Friedman told The New Yorker that his analogizing instinct, which allows him to compare everything to anything and vice versa, is like a “pinball game going on in my head. Balls bouncing around.” The more apt metaphor would be a furnace. Every distinction, every objection to his vision for the world, every bit of countervailing evidence inconveniently popping up in reality simply melts away. He honestly believes that the year 2000 will be known as the first year of the Energy Climate Era: Jan. 1, 2000, really began 1 e.c.e. His panic that America can’t get important things done while the mandarins of Red China fiat utopia intensifies as Obama’s New Progressive Era retreats into a sad and strange historical parenthesis.

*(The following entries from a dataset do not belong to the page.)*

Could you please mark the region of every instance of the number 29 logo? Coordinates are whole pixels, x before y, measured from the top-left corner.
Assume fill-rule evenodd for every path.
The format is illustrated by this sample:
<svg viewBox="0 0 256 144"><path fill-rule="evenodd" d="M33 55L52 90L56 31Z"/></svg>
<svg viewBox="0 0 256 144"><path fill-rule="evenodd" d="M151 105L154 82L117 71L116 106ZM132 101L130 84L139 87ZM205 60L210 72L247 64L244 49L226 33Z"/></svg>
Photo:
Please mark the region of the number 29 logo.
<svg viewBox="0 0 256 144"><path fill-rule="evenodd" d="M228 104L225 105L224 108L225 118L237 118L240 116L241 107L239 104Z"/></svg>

Anyway, the funny thing is that I was recently in LAX, too, and I had a somewhat similar epiphany. I started a column on the topic, but then thought better of it. Here’s the draft first paragraph:

I was traveling via Los Angeles International Airport – LAX – last week. Walking through its faded, cramped domestic terminal, I got the feeling of a place that once thought of itself as modern but has had one too many face-lifts and simply can’t hide the wrinkles anymore. In some ways, LAX is Tom Friedman. He is the columnist of recycled dross. His faded insights, dulled by constantly traversing the same territory, have left his prose like the worn-out carpeting at an airport departure gate. Ross Douthat is the New York Times columnist of deferred self-indulgence. He reads, reports and thinks. Friedman’s brain farts and he thinks it’s enlightenment. His mental toot is nearly always moot.

Probably for the best I never ran with it.